You asked: **"Where is Graph of Thoughts?"**

GoT is more complex. It's a network. Information can split, process specific parts, and then **AGGREGATE** back together.

### The Workflow (Writer's Room)
1.  **Split:** Generate 3 independent story plots (Sci-Fi, Fantasy, Mystery).
2.  **Aggregate:** The model reads all 3 and creates a "Master Plot" that combines the best elements of each.
3.  **Refine:** Polish the Master Plot.

```mermaid
graph LR
   Start(Concept) --> A[Draft 1]
   Start --> B[Draft 2]
   Start --> C[Draft 3]
   A & B & C --> Mixer[Aggregator]
   Mixer --> Final[Final Story]
```

In [22]:
# 1. The Generator (Divergence)
prompt_draft = ChatPromptTemplate.from_template(
    "Describe a SaaS product feature for: {topic}. Focus on {aspect}. One sentence only."
)

drafts = RunnableParallel(
    draft_ux=prompt_draft.partial(aspect="User Experience") | llm | StrOutputParser(),
    draft_tech=prompt_draft.partial(aspect="Technical Innovation") | llm | StrOutputParser(),
    draft_business=prompt_draft.partial(aspect="Business Value") | llm | StrOutputParser(),
)

# 2. The Aggregator (Convergence)
prompt_combine = ChatPromptTemplate.from_template(
    """
    I have three perspectives on a SaaS feature for '{topic}':
    1. UX Perspective: {draft_ux}
    2. Technical Perspective: {draft_tech}
    3. Business Perspective: {draft_business}

    Your task: Write a compelling product feature description that combines the best aspects of all three perspectives.
    Make it sound exciting and customer-focused. Write 2-3 sentences.
    """
)

# 3. The Chain
got_chain = (
    RunnableParallel(topic=RunnableLambda(lambda x: x), drafts=drafts)
    | (lambda x: {**x["drafts"], "topic": x["topic"]})
    | prompt_combine
    | llm
    | StrOutputParser()
)

try:
    print("--- Graph of Thoughts (GoT) Result ---")
    print(got_chain.invoke("AI-powered code review"))
except Exception as e:
    if "RESOURCE_EXHAUSTED" in str(e) or "429" in str(e):
        print("⚠️ Quota limit reached! GoT uses multiple API calls simultaneously.")
    else:
        print(f"Error: {e}")

--- Graph of Thoughts (GoT) Result ---
Revolutionize your development with AI-powered code review, delivering clear, actionable insights that seamlessly integrate into your workflow. Our generative AI performs deep context-aware semantic analysis to proactively identify architectural debt, predict performance bottlenecks, and autonomously suggest multi-file refactorings, empowering your team to effortlessly ensure higher quality, secure, and performant code while drastically reducing costs and accelerating time-to-market.

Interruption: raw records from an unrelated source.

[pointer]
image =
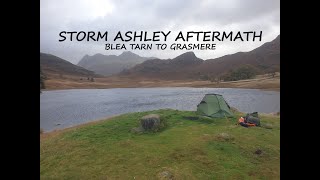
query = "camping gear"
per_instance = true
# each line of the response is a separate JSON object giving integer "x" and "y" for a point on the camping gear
{"x": 253, "y": 118}
{"x": 244, "y": 123}
{"x": 214, "y": 105}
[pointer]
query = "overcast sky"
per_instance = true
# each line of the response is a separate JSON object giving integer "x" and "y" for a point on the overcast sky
{"x": 155, "y": 15}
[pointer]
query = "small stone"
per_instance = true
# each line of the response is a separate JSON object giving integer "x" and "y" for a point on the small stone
{"x": 258, "y": 151}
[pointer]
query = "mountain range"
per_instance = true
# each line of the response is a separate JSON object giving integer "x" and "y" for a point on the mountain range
{"x": 265, "y": 58}
{"x": 53, "y": 66}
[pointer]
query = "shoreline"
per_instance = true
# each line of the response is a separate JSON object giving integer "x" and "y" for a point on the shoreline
{"x": 56, "y": 132}
{"x": 262, "y": 83}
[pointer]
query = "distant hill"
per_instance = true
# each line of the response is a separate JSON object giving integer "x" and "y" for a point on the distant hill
{"x": 265, "y": 58}
{"x": 111, "y": 64}
{"x": 175, "y": 68}
{"x": 52, "y": 65}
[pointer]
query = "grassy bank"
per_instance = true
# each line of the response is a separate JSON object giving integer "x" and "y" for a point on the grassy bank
{"x": 191, "y": 147}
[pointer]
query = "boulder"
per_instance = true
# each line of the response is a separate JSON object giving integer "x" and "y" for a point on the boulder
{"x": 151, "y": 122}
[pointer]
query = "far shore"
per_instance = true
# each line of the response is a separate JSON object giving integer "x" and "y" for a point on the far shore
{"x": 262, "y": 82}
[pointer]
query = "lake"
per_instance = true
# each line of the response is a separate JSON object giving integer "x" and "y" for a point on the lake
{"x": 65, "y": 108}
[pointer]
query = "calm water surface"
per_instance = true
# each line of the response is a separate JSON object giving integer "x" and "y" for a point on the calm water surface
{"x": 66, "y": 108}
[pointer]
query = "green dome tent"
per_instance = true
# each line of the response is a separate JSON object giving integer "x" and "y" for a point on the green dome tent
{"x": 214, "y": 105}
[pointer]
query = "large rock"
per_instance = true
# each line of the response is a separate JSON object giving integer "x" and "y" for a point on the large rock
{"x": 151, "y": 122}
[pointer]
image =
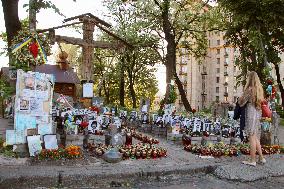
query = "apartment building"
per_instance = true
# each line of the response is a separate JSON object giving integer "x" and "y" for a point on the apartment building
{"x": 212, "y": 80}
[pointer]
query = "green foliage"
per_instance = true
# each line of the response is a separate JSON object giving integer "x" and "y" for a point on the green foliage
{"x": 280, "y": 111}
{"x": 23, "y": 59}
{"x": 173, "y": 95}
{"x": 5, "y": 89}
{"x": 7, "y": 150}
{"x": 135, "y": 62}
{"x": 256, "y": 27}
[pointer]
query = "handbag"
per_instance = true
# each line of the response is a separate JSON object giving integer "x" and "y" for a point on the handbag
{"x": 266, "y": 112}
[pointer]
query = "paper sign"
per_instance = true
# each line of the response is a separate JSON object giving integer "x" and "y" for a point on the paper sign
{"x": 44, "y": 129}
{"x": 37, "y": 106}
{"x": 88, "y": 90}
{"x": 15, "y": 137}
{"x": 34, "y": 145}
{"x": 24, "y": 104}
{"x": 50, "y": 142}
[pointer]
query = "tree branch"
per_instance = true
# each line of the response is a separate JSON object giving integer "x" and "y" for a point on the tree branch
{"x": 179, "y": 37}
{"x": 159, "y": 5}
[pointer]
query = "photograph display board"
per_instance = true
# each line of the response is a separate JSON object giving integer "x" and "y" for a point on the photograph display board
{"x": 33, "y": 105}
{"x": 88, "y": 90}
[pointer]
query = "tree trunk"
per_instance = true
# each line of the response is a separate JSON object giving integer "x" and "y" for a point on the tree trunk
{"x": 32, "y": 16}
{"x": 106, "y": 92}
{"x": 132, "y": 92}
{"x": 184, "y": 100}
{"x": 278, "y": 77}
{"x": 171, "y": 58}
{"x": 121, "y": 85}
{"x": 12, "y": 22}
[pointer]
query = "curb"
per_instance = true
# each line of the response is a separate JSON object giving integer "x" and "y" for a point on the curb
{"x": 94, "y": 177}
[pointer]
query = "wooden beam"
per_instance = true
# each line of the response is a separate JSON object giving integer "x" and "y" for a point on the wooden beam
{"x": 81, "y": 42}
{"x": 57, "y": 27}
{"x": 114, "y": 36}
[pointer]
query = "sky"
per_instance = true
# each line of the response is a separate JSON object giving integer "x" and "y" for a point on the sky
{"x": 48, "y": 18}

## 4. Summary & Comparison Table

| Method | Structure | Best For... | Cost/Latency |
|--------|-----------|-------------|--------------|
| **Simple Prompt** | Input -> Output | Simple facts, summaries | ⭐ Low |
| **CoT (Chain)** | Input -> Steps -> Output | Math, Logic, Debugging | ⭐⭐ Med |
| **ToT (Tree)** | Input -> 3x Branches -> Select -> Output | Strategic decisions, Brainstorming | ⭐⭐⭐ High |
| **GoT (Graph)** | Input -> Branch -> Mix/Aggregate -> Output | Creative Writing, Research Synthesis | ⭐⭐⭐⭐ V. High |

**Recommendation:** Start with CoT. Only use ToT/GoT if CoT fails.